Libya also disclosed its efforts to develop Scud missiles of longer range with assistance from North Korea and provided access to relevant facilities. The senior intelligence official said the teams were shown a missile with an 800-kilometer range. A November 2003 CIA report stated that, “with continued foreign assistance, Libya will likely achieve a [Medium Range Ballistic Missile] capability.”
There is no public indication that Libya has an active biological weapons program. The administration official said Libya “admitted to past intentions to acquire equipment and develop capabilities related to biological weapons” and gave the teams access to dual-use facilities. According to the same 2003 CIA report, Tripoli was attempting to acquire “dual-use capabilities that could be used to develop and produce [biological weapons] agents.”
Perhaps the most important revelation is that Libya was developing a gas centrifuge-based uranium-enrichment facility. Such facilities can produce fissile material for nuclear weapons. The senior administration official said Dec. 19 that Libya had complete centrifuges and “thousands” of centrifuge components but did not have an operating enrichment facility. The United States has not indicated that Libya actually enriched any uranium.
IAEA Director-General Mohamed ElBaradei said the agency will work to verify Libya’s “past and present nuclear activities,” according to a Dec. 22 press release. The agency also acknowledged that the IAEA had not known about Libya’s enrichment program, which includes a “now dismantled” pilot facility. Although “a Libyan official” told the agency Dec. 20 that it imported both centrifuge components and natural uranium, Tripoli failed to report “some of these activities” to the IAEA as required under its safeguards agreement. The agency did not specify which activities fell into this category.
After visiting Libya a few days later, ElBaradei told CNN Dec. 29 that Libya’s nuclear program “is at a very early stage” and that Libya was several years from acquiring a nuclear weapon.
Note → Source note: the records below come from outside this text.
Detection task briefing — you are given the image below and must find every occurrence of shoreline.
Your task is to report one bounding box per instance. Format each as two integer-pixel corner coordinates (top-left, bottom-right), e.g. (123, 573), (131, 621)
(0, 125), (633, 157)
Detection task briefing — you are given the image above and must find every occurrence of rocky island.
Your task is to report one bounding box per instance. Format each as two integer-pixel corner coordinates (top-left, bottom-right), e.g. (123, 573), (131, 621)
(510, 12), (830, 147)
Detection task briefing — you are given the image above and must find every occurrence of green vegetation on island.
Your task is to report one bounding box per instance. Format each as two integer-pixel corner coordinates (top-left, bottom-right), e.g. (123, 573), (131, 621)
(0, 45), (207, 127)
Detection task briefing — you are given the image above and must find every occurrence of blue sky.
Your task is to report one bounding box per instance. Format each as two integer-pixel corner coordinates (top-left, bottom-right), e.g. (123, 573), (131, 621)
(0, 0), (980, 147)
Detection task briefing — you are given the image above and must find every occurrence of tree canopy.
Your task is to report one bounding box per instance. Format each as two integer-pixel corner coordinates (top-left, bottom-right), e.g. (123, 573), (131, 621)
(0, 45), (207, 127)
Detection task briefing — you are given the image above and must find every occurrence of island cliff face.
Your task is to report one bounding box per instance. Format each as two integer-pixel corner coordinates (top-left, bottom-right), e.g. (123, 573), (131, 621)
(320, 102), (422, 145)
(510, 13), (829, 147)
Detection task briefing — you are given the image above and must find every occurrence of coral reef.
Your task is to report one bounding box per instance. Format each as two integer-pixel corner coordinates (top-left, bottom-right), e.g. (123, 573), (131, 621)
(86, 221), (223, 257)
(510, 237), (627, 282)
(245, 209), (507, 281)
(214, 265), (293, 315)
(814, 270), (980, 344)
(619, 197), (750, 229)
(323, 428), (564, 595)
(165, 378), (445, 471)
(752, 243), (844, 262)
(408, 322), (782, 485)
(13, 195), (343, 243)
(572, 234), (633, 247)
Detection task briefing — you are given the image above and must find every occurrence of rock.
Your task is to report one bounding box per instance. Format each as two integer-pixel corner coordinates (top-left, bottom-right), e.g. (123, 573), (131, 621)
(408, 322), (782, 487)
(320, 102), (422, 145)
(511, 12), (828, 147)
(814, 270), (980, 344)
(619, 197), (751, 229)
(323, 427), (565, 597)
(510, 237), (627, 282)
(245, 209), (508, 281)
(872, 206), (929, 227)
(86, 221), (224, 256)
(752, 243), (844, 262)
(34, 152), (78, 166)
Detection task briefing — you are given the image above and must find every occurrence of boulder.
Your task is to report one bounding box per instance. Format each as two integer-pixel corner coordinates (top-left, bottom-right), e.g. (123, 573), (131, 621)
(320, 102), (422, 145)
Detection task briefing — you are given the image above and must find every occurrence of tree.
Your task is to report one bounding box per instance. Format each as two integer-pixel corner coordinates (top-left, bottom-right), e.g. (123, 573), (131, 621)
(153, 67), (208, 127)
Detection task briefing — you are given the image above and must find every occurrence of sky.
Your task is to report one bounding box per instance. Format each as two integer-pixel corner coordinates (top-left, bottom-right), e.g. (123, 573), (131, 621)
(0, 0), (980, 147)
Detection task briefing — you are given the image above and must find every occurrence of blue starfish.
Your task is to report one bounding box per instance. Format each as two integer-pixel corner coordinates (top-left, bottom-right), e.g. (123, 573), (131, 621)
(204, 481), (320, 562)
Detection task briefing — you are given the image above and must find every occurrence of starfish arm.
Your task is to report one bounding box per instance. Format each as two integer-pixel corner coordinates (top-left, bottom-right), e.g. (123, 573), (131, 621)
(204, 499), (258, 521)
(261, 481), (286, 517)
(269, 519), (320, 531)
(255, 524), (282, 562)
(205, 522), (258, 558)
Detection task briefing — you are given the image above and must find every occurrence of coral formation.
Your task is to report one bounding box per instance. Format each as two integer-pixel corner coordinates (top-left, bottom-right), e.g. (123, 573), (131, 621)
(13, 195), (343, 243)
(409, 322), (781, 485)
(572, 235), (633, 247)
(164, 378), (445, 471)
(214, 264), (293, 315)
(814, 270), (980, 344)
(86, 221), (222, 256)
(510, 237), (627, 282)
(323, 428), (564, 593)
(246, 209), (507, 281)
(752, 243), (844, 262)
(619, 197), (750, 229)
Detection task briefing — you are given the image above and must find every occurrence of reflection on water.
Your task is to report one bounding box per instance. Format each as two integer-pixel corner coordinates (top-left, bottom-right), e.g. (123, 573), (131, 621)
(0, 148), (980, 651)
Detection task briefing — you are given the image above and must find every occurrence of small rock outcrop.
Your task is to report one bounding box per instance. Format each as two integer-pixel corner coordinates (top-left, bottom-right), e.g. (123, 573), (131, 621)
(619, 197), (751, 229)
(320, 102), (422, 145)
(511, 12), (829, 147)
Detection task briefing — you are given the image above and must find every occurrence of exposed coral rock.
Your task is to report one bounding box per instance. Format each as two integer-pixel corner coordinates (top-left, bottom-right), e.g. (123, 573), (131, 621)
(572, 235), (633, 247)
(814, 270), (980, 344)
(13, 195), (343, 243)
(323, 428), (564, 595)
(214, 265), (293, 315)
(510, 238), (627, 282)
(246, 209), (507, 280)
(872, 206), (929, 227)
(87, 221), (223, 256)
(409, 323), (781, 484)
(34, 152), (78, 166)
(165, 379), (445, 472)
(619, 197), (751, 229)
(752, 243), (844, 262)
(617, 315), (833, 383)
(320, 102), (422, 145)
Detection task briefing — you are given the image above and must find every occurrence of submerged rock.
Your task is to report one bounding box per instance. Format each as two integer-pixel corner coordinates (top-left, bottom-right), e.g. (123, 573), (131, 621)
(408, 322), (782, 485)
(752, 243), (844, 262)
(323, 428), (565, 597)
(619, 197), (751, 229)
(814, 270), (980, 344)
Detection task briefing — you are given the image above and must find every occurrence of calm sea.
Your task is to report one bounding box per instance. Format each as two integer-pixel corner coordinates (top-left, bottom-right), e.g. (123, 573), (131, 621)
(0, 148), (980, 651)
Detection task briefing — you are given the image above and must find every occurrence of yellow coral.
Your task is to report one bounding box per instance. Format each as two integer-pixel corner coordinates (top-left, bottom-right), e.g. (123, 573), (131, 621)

Although the senior intelligence official said the United States had indications of an enrichment program since the late 1990s, previous public U.S. intelligence reports had not mentioned it. A CIA report covering the first half of 2003 expressed concern about Libya’s “continued interest in nuclear weapons and nuclear infrastructure upgrades” and pointed to Libya’s potential civil nuclear-cooperation deals with Russia as potential opportunities for Libya to obtain dual-use nuclear technologies. A 2001 Pentagon report assessed that “Libya... made little progress” on its nuclear program because the program “[lacked] well-developed plans, expertise, consistent financial support, and adequate foreign suppliers.”